FOR MANY millennials, being a homeowner is often synonymous with being tied down. There are numerous studies and polls that show how millennials are the “renter generation,” preferring to prioritize traveling over home ownership. But no one ever asks the simple question — why can’t I do both?
While it’s true that owning a home can complicate long-term travel (needing to find a tenant, maintaining the property, etc), this shouldn’t deter someone in their twenties. Making smart investments in a property at an early age can actually help you travel longer and more frequently. It’s simple — you’re putting a huge portion of your income back in your pocket! The hardest thing about it is knowing how to get started.
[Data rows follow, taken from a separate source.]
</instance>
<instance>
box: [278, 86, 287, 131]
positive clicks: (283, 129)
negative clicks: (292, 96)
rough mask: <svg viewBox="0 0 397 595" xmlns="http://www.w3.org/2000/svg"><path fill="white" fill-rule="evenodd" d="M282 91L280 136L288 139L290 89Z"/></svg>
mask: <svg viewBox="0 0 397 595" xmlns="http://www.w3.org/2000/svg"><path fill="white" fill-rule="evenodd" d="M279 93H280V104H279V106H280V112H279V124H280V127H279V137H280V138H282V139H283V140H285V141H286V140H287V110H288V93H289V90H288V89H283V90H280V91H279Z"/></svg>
A few years ago, I started searching for new ways to save money so that I could accomplish my dreams of becoming a young homeowner and traveling abroad on a regular basis. I didn’t want to limit myself. Speed forward a bit and I just turned 25 years old. In the past year, I’ve visited seven countries and bought a new condo. Here’s how I have been able to do it:
Save, save, and save.
Assess your monthly expenditures, create a savings plan, and stick to it. This is the only way you can make home buying and traveling a reality. Whether it’s cutting back on buying lattes at Starbucks, giving up a few subscriptions, or eating out less regularly — there are countless ways to save more money! I began tracking all of my expenses using the app Trail Wallet and I was shocked to discover that I was spending $75 a month on Hulu, Netflix, and Amazon videos. I was also spending over $400 a month on eating out — mainly from going out to brunch with friends, ordering take-out when I was too lazy to cook, and having drinks at local bars.
I ended up deleting many of my subscriptions, started cooking my dinners and taking leftovers for lunches, and only treating myself to take-out once a week. I also started walking more frequently to keep down transportation costs and running outside to avoid a costly gym membership. These small changes quickly added up, helping me achieve my monthly savings goal of $1000 a month — or $12,000 a year. In four years, I saved $48,000!
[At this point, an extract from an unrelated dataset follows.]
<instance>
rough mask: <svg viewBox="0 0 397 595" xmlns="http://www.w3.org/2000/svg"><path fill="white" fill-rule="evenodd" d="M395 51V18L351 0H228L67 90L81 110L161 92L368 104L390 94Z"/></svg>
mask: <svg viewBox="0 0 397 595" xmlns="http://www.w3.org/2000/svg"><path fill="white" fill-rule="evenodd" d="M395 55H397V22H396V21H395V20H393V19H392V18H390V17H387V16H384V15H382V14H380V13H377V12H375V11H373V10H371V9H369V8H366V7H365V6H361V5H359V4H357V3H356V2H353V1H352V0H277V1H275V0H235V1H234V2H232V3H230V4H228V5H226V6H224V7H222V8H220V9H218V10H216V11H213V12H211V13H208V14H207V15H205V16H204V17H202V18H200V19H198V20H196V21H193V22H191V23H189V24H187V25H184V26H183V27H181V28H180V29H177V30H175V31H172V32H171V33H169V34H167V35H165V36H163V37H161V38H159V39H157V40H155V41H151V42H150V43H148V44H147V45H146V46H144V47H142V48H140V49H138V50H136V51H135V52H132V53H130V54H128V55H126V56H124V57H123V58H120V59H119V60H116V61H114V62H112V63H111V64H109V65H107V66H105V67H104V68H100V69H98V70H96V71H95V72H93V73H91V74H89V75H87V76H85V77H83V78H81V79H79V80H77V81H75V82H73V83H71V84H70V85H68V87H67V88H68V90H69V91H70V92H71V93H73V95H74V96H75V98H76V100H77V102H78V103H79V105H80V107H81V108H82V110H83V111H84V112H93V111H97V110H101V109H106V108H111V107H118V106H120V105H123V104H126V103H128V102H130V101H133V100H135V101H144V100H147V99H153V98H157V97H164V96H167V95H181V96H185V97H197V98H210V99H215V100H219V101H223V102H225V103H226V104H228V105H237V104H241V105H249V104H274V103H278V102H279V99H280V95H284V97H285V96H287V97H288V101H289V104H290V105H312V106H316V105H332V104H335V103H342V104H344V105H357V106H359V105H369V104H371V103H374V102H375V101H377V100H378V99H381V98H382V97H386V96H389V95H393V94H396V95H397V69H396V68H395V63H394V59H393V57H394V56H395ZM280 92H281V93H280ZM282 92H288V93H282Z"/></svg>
Apply for credit cards with generous rewards.
This is one of the greatest travel hacks. Many credits cards — like Chase Sapphire Preferred or Barclaycard Arrival Plus World Elite MasterCard — let you earn several hundred dollars in airfare after you’ve spent a minimum amount and they waive the annual fee for the first year. These cards also let you rack up airline miles, typically giving you 1.5x, 2x, or even 3x miles for every dollar spent.
I make all of my regular purchases on my card each month (groceries, utility bills, etc.), spend the minimum amount necessary to receive the bonus, and then cancel the card around a year later. If you make your monthly payments on time and don’t open up too many accounts at once, this method actually improves your credit score — making it easier to get approved for a mortgage and allowing you to fly around the world for free!
Just stick to what George Clooney said in Up in the Air, “I don’t spend a nickel, if I can help it, unless it somehow profits my mileage account.”
Breathe and do your research.
Even if you’ve saved up some money, beginning the home-buying process can seem daunting for someone in their twenties. I promise it’s not that difficult. Start off by checking your credit score, setting your budget, and determining if you have enough saved up to cover a down payment and closing costs. While some lenders prefer to see a 20 percent down payment, there are plenty of great loan options that allow down payments as low as three percent.
I spent several weeks comparing home loan options before making my pick, looking at the different interest rates, loan origination fees, discount points, private mortgage insurance options, and more. Interest rates are insanely low right now, so it’s not hard to find an affordable loan! Once you’ve made your pick and been approved, it’s all about making an offer on the right home that fits your budget and then taking a leap of faith.
Sticking to my savings plan and taking advantage of credit card rewards made all of the difference. I ended up spending half of my savings on my down payment and closing costs, but my mortgage is almost exactly the same as what I was paying to my previous landlord for rent. With the money going back into my pocket, I’ve been able to claim homeowner status, while still having enough left over to travel the world. This year, I went to Iceland, Finland, Estonia, Latvia, Lithuania, Poland, and Colombia — I wonder where’s next?